Cultural Notice: Black History Month

Kyla Kamugu '21, Contributing Writer

It is that time of year when love is in the air and the whole month has been dedicated to love and the history of black people. Happy Black History Month! It is a way for society to say that we have this time and this time only to celebrate who we are and all we have been through–with their permission, of course, and with a sugar coating.

It is honestly sickening to see the kind of stagnance our society is perpetuating when it comes to equality. Black people are still dying and there is still police brutality. Hence,there is no reason to celebrate.

Society fights for the equality of women, but when it comes to giving the same kind of protection every normal human being is supposed to be afforded, why are there still 64,000 black women missing? The fight for LGBTQ+ rights is a beautiful movement, buy can anyone answer why out of the 22 transgender people who were killed last year, 18 of them were black trans women?

Should black people keep living in this constant cycle of saying the same thing as time moves on and squeeze everything into one month? All the way from the motherland in slave ships, including those who were stolen then thrown off board, to those shot by police officers blinded by color–is there room for all those names that society refuses to mention in one month? Is there room for all the sisters and brothers out there whose names have just become chants that grow meaningless over time–as society has silenced their families and made their cases turn cold?

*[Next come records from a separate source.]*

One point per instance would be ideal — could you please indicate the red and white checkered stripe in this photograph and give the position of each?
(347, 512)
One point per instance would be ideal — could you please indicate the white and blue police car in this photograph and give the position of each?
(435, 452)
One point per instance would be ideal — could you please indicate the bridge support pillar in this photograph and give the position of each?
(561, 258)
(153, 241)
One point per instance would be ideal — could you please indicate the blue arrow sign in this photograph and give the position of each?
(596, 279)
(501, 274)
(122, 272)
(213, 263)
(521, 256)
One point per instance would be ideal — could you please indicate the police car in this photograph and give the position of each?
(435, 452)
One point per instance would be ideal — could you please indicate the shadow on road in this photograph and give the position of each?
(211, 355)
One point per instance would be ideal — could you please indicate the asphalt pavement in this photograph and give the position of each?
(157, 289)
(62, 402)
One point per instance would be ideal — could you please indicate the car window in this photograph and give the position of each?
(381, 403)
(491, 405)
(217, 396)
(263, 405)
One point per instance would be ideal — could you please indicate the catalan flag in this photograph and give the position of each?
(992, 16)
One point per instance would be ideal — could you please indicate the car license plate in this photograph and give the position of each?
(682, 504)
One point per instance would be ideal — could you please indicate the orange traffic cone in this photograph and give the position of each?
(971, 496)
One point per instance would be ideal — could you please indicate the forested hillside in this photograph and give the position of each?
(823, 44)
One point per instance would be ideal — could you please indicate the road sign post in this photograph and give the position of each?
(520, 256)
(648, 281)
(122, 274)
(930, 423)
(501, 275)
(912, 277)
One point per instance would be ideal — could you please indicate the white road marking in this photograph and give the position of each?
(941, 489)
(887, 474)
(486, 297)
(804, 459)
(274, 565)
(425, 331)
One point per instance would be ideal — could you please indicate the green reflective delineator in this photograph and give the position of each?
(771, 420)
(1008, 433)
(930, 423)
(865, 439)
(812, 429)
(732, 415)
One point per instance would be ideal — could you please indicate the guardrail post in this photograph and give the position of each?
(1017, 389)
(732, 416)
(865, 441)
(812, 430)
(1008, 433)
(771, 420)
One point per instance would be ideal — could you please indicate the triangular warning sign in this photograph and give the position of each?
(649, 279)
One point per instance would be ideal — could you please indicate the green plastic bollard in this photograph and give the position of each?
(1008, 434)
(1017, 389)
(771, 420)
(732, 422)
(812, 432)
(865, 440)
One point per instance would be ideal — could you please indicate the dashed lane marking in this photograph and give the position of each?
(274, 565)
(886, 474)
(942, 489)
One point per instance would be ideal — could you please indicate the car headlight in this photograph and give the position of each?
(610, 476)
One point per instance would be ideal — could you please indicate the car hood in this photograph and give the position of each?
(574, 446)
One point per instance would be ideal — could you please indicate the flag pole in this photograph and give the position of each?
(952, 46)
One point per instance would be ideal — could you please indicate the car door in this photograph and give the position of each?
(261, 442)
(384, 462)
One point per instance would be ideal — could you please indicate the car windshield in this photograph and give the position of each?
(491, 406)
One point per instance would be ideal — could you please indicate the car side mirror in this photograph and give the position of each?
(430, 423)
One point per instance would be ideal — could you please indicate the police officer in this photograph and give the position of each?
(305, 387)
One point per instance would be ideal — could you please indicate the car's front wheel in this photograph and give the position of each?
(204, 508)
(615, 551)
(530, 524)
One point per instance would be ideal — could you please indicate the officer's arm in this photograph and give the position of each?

Champions of freedom like Malcom X, Harriet Tubman, Rosa Parks and Martin Lurther King did not sacrifice their lives so that we can take four weeks to celebrate. The perception that most people have of the change in society is just a facade that society has to make their unfair treatment of black people look fair and make the majority groups look like victims.

I believe that Black History can’t be celebrated in only one month, its too rich for that.